The central issue with WiFi is that it works using radio waves. The radio spectrum is a limited resource, which means that as more devices become connected, everyone is sharing the same amount of bandwidth. It also uses far too much energy, and supporting the next billion people set to connect to the Internet for the first time over the next decade will be hugely damaging to the planet.
One solution currently being developed is LiFi, or light fidelity. German physicist Harald Haas, a professor at the University of Edinburgh, coined the term LiFi back in 2011, when he introduced the technology at the TED conference in Edinburgh. During recent trials of the technology in Estonia, speeds of over 1GB per second were recorded, which is around 100 times faster than current home WiFi speeds. It is expected to reach speeds of 3-5GB per second. The test in Estonia was important because it was the first to be achieved in real-world office and industrial environments, as opposed to in a lab. Researchers at the University of Oxford have previously managed to achieve speeds of 224 GB/ps in a lab.
LiFi devices work so well because they attempt to transmit not one data stream, but thousands of data streams in parallel, at higher speeds. Rather than using radio frequencies as WiFi does, LiFi uses a light source, a LiFi-enabled bulb with a special chip in it and a photo detector to create an Internet connection.

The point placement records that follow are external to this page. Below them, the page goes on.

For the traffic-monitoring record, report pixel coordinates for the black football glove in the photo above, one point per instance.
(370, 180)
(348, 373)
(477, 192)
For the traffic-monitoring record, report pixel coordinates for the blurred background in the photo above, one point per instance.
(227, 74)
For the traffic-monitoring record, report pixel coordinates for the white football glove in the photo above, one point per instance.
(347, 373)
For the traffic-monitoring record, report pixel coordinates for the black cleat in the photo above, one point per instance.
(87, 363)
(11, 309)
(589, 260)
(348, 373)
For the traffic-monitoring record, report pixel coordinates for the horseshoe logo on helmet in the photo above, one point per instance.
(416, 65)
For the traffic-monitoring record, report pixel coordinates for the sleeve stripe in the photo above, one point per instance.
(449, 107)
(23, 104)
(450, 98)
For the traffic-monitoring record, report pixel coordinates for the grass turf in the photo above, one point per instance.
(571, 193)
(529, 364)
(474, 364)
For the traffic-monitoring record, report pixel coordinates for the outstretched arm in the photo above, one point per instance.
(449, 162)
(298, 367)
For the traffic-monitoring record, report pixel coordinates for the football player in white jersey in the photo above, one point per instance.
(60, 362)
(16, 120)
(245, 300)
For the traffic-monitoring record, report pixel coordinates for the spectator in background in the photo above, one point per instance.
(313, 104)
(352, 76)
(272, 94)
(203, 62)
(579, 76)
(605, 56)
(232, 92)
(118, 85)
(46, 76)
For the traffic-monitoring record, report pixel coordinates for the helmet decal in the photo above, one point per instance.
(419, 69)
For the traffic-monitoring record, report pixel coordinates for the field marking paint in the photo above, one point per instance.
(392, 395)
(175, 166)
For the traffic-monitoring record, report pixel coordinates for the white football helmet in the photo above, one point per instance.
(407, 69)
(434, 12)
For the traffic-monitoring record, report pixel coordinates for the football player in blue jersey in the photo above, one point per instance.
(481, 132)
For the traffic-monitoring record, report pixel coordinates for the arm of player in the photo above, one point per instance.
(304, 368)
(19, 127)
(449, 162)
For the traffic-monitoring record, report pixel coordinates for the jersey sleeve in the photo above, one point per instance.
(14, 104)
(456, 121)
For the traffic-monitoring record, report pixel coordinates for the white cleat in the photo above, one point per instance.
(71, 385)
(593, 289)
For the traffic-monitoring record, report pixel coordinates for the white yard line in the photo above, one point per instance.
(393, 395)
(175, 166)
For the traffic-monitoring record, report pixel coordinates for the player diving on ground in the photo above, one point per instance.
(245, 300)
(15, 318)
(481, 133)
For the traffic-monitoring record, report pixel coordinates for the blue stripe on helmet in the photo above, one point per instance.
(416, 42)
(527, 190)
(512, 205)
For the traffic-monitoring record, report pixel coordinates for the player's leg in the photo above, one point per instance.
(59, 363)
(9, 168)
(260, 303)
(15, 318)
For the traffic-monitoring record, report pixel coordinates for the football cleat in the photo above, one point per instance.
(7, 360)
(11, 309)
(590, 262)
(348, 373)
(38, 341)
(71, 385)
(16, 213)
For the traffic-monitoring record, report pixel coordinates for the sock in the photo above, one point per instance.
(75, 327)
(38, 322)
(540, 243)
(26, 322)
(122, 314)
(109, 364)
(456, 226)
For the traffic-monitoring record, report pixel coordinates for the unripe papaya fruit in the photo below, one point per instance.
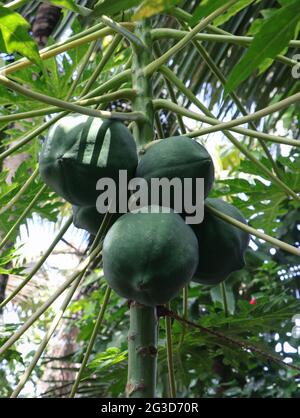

Professor Harald Haas says: ‘When you go to an airport or hotel and you want to download some video content, the data rates go down to zero — and it takes hours to even load a starting page because so many people are trying to log on at the same time that it creates a bottleneck,” he said. “You’re all trying to share a limited resource: the radio spectrum. Think of it as a lake and there are as many people as possible trying to get as much water as possible.’
There are obvious problems with LiFi in its current iteration, although it is still in the early stages of development and it is likely that these will be ironed out in time. At the moment, LiFi does not work outdoors, and light pollution may also present a problem. It will also be costly to replace WiFi, with homes and offices now already fitted with the infrastructure to provide it. Ripping all of this out and putting in LiFi technology is likely to prove extremely expensive. However, in time it will be necessary.